Tuesday, June 23, 2009

He's Here and He's Wonderful!!

Finally, our little baby boy arrived on June 2, although not by his choosing. I was induced and ended up having a c-section after 24 hours of labor. I was only in horrible pain for 2 of those hours, I have to admit. I spent the next hour after that thanking whoever invented epidurals. That was the first time for months I was able to lie in bed comfortably, with no back or leg pain, and of course no pain from the contractions.) We were disappointed and scared when the dr called for a c-section, but I had only progressed to 5 cm and "Little" Guy was showing some signs of stress. I was crying and shaking before the surgery, but Adam was there to reassure me and the doctors and nurses were great. It was very freaky to go from the soft light of the labor room to the harsh lights and glaring instruments of the OR. But just 30 minutes later, we heard Brenden Connor's first cries, and his Daddy snapped his first picture (see above). It's a little gross but I love how he's clenching his fists like he's saying "Why God, why??"

And notice the double chins. He weighed in at 9 lbs, 5 oz, which was part of the reason he couldn't come out the normal way. And despite outward appearances, the dr discovered that I have a narrow pelvis on the inside.

The first week was VERY difficult. The recovery from the c-section was awful those first few days, and I was an emotional mess from hormones and the pain killers I was on. I was so upset that I couldn't even take care of myself, much less Brenden. I wouldn't have survived those first days without Adam and his mom. They kept the house running, and all I had to do was nurse Brenden. The nursing itself has been great since our first try in the recovery room, but it was overwhelming having to wake up every 45 minutes or so to nurse. No one can prepare you for the reality of being 100% responsible for another life. I've wanted kids for years and thought about it so much, but thinking about it isn't the same as experiencing the surreal mix of exhaustion and joy.

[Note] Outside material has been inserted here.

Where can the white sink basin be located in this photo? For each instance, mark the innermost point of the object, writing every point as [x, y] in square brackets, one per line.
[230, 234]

Thankfully I am feeling much better since I kicked the pain killers, and Brenden is great. From the first day everyone who interacted with him remarked on what a perfect baby he is. He only cries a little, usually when he's hungry. He's a great nurser and at 2 weeks old he was already weighing in at 10 lbs, 11 oz. He's already sleeping for longer streches of time. I actually got 8 hours of sleep the past two nights!! That was over a period of 12 hours, but even when he's awake for a 3 hour stretch in the middle of the night, he's pretty content just to nurse and dirty a half dozen diapers or so. (I am astonished at how many diapers we go through, and at how much they leak!)

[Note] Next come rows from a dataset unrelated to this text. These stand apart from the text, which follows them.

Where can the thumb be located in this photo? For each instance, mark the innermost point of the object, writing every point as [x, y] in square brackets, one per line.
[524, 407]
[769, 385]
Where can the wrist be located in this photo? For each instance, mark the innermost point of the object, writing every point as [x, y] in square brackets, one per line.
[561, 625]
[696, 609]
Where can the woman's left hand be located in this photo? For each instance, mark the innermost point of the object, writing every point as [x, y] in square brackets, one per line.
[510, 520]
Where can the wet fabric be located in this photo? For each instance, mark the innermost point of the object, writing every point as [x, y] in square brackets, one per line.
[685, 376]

He likes to be held most of the time he's awake, but he'll sit in his bouncy seat or lie down for tummy time for about 5 minutes or so, which is a godsend when I'm desperate to eat breakfast or lunch. It's amazing how hard it is to do anything, and how long it takes. Some days are better than others though, like today when he's willing to take a morning nap.

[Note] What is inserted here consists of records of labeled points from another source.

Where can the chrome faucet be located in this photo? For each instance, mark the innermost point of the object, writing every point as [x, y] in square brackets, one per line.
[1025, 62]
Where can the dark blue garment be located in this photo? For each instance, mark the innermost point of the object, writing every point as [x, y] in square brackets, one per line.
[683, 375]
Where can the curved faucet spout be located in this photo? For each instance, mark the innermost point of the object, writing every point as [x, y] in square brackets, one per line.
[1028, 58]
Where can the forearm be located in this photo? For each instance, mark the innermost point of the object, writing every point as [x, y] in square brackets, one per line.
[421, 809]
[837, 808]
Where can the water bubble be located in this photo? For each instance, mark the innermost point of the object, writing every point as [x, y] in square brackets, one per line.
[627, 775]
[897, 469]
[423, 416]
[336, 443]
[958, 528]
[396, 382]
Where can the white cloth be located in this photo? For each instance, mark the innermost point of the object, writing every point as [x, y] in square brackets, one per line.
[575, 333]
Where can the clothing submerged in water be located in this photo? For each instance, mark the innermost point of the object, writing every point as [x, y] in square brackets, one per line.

Adam is thrilled to be a Daddy, and the best moments are when we sit and laugh at Brenden's crazy noises and the faces he makes. The funniest one is when he does a big stretch and his crazy cackle, which sometimes sounds like a horse whinney. It's LOUD too - the first couple of nights we had trouble sleeping because we thought something was wrong with him. Adam's first Father's Day was a quiet one. I made a nice dinner at home because taking Brenden out for long periods of time is daunting. He isn't a big fan of his car seat. But he does like his stroller, so I've been enjoying walks around the neighborhood with him. I'm eager to get back into shape, and I'm making slow progress. I lost a good 20 lbs almost instantly, and now I have about 10-15 to go. The worst is how my tummy looks though - my belly button is stuck in limbo - half in and half out, and it's surrounded by stretch marks. Eventually they will fade and they're so worth it.

I am very thankful to have 6 more weeks home with our precious guy, and that his Daddy will be home with him after that. In the back of my mind I'm already dreading making the transition back to work, because I know it will be hard, but it's the best thing for our family and I know we'll be just fine.

Gotta go - someone's waking up from his nap!